We hope that a Palestinian state will exist peacefully alongside Israel. We do not attempt to minimalise[sic] their suffering nor the part played by the creation of the state of Israel.
As Robert Cohen points out, this is mealy-mouthed in the extreme. It’s not so much that Palestinian ‘suffering’ was exacerbated by the creation of the state of Israel, more that it was its direct and inevitable consequence. “How could the project of Jewish national return with Jewish majority control of the land ever have been achieved without the displacement of the majority people already living there? … the 1948 Nakba was Zionism in action”. A supporter of present-day Israel expressing sympathy for Palestinian suffering can’t help looking a bit like the Walrus weeping for the oysters.
Yet justice for one nation does not make justice for the other inherently wicked.

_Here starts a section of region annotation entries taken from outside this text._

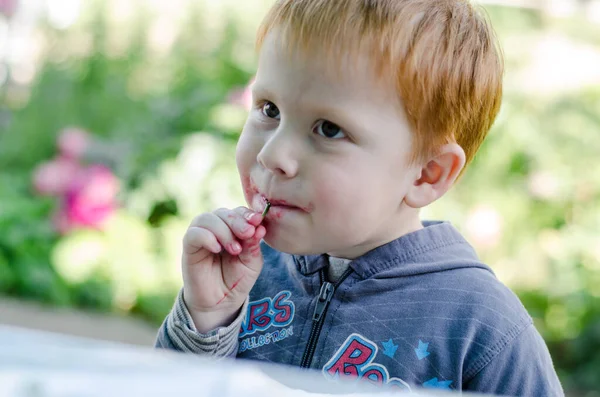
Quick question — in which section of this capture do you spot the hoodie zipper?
[300,268,352,368]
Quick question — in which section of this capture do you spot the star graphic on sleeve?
[381,339,398,358]
[415,340,429,360]
[423,378,452,390]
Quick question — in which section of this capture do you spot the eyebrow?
[251,83,275,98]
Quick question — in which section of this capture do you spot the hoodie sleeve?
[154,289,248,358]
[463,324,565,397]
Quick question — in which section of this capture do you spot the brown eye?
[262,101,280,120]
[314,120,346,139]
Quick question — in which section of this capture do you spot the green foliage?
[0,1,600,392]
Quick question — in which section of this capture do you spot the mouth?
[259,193,310,216]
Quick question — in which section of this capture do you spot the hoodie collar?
[297,221,491,279]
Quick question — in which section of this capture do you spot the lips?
[247,179,312,213]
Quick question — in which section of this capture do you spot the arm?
[463,324,564,397]
[154,289,248,358]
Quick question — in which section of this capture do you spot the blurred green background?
[0,0,600,397]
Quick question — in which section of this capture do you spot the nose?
[257,126,300,178]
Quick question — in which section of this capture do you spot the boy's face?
[236,33,421,258]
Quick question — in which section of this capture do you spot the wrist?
[182,294,243,334]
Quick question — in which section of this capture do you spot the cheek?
[314,167,368,223]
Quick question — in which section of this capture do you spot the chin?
[263,233,322,255]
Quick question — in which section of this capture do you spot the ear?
[404,143,466,208]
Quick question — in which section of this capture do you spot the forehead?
[255,30,399,105]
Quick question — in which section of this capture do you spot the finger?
[234,207,263,227]
[192,212,242,255]
[239,225,267,271]
[215,208,256,240]
[183,227,223,255]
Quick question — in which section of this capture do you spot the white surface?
[0,326,488,397]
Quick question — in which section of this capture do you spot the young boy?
[157,0,563,396]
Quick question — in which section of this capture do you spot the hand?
[181,207,266,333]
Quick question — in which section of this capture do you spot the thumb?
[238,225,267,272]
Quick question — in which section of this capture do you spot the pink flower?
[33,157,81,196]
[55,165,119,231]
[58,126,90,159]
[0,0,19,19]
[228,78,254,110]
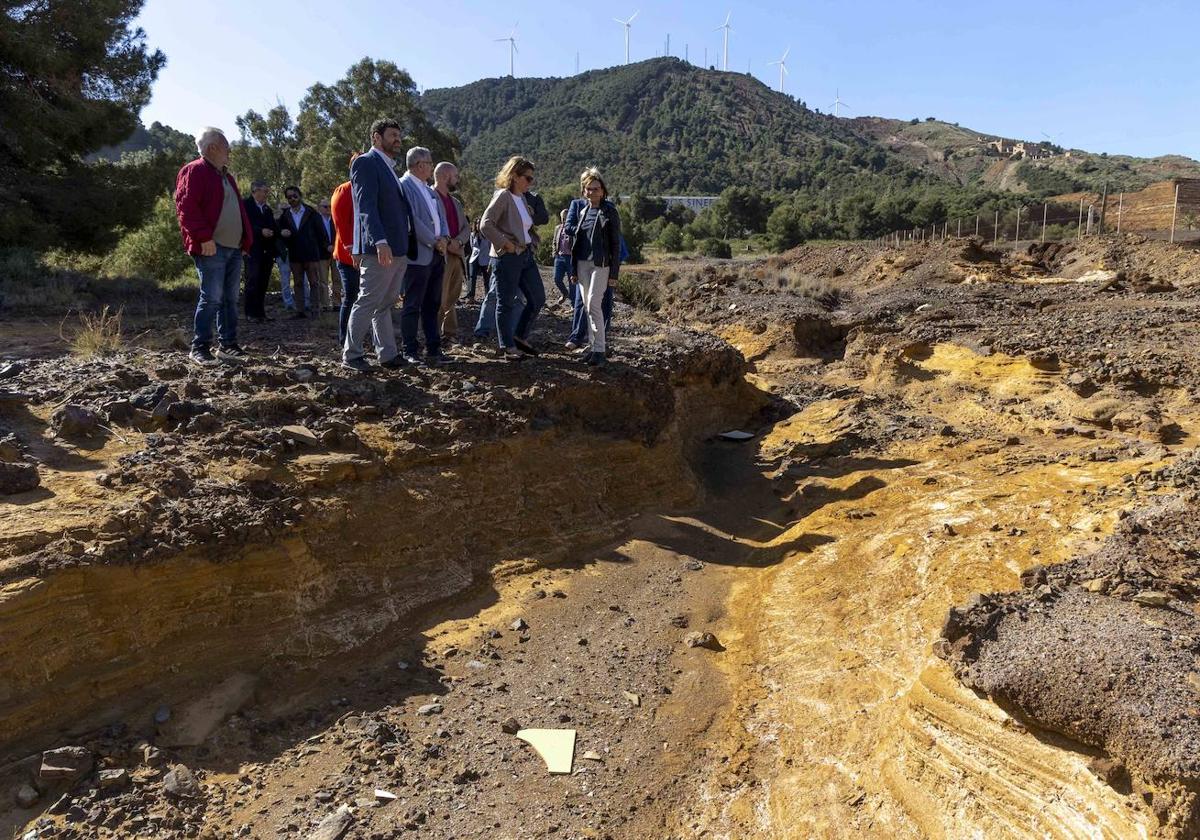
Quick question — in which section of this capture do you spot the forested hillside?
[421,59,924,193]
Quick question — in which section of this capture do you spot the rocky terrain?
[7,231,1200,840]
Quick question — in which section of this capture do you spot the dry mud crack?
[7,240,1200,840]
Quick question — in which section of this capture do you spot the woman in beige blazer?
[479,155,546,358]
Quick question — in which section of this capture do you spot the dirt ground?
[7,238,1200,840]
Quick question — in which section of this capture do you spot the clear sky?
[138,0,1200,158]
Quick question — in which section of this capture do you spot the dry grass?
[59,306,125,359]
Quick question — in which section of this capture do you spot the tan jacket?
[479,190,533,257]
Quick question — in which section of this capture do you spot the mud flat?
[7,239,1200,840]
[643,237,1200,838]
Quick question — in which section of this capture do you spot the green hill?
[421,58,1200,201]
[851,116,1200,194]
[421,58,923,193]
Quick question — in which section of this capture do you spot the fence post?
[1096,181,1109,236]
[1171,181,1180,242]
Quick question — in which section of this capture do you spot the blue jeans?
[554,253,572,298]
[570,283,612,347]
[496,248,546,349]
[475,257,524,338]
[467,260,487,300]
[400,253,446,355]
[192,245,241,350]
[335,260,359,347]
[275,257,295,310]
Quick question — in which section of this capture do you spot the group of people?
[175,119,623,372]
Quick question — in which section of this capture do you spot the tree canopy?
[230,58,458,201]
[0,0,166,247]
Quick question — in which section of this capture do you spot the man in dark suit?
[342,120,416,371]
[280,186,330,318]
[242,181,277,324]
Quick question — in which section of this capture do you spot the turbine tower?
[767,47,792,94]
[613,10,642,64]
[496,24,518,76]
[829,88,850,116]
[713,12,733,70]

Indeed, and quite the contrary – justice for one is justice for all; justice for the people of Palestine must necessarily mean justice for the people of Israel. Similarly, justice for the poor can only come through justice for the rich. To say that you’ve had justice doesn’t necessarily mean that you’ve received – or kept – what you wanted, though. But this doesn’t seem to be the idea of justice that the authors have in mind. Rather, the suggestion seems to be that people who have repeatedly seen their land confiscated, their leaders assassinated, their towns demolished and their children imprisoned nevertheless still owe something to the state that’s done all this, and that it’s only fair to keep them waiting for justice until they’ve delivered it. Again, it’s hard to identify with this position. If ‘position’ is the word.